Greetings from beautiful South Bend, Indiana! The University of Notre Dame’s Mendoza College of Business is excited to be a part of CNBC’s MBA Face-Off. We have a team of students assembled from the first and second year classes of Mendoza’s Two-Year MBA program supplemented by a few classmates from the rigorous One-Year MBA program (click on the “Schools” tab to view our individual profiles).
So what’s up with the markets this week? We exited the weekend worrying about Greece (again) and anxiously attempting to trade a mid-week Fed announcement (again). Fortunately, NFLX provided a much needed distraction early Monday morning. Hey Reed, if you had to change the name doesn’t “Qwikflix” make a little more sense? If it helps you feel better, we suspect that AAPL, AMZN and about 25 other tech and media companies sincerely accept your apology, even if some customers do not. In Mr. Hastings defense, renaming the familiar does seem to be the trend these days, even at the Fed. Bernanke to FOMC: “We can’t call it QE3… QE is played out… how about… ‘Operation TWIST!?’”

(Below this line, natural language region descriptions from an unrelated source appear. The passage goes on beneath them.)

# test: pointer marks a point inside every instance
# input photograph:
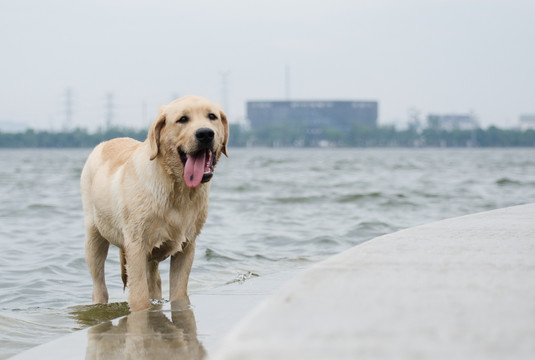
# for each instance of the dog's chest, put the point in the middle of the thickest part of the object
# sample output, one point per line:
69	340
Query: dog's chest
172	231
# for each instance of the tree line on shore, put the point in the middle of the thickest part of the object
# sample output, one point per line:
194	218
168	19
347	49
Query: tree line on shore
284	136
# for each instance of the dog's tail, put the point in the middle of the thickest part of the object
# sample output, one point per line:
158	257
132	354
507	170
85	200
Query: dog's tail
124	275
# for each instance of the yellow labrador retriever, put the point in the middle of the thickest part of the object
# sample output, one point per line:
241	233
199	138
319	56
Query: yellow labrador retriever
150	198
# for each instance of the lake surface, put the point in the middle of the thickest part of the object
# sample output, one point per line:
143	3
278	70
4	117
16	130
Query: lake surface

But returning to the MBA Face-Off, we’ve come up with three primary goals (in order of importance): 1) Crush Michigan, 2) Get a shout-out on CNBC’s “Mad Money” from the legend himself, Jim Cramer and 3) Win. We’ve also decided that the best way to achieve each of these goals is to invest well, which means we’ll need a great investment strategy—and probably good luck as well. We here at Notre Dame, however, don’t want to bore our readers (some of whom may be our esteemed competitors) with a detailed explanation of that strategy. Suffice it to say we intend on capturing maximum upside volatility while minimizing downside risk, although we seem to be taking a cue from the Irish football team at the moment in starting slow.
Nonetheless, the next 10 weeks should be interesting, and we’re thrilled that CNBC invited Notre Dame along for the ride.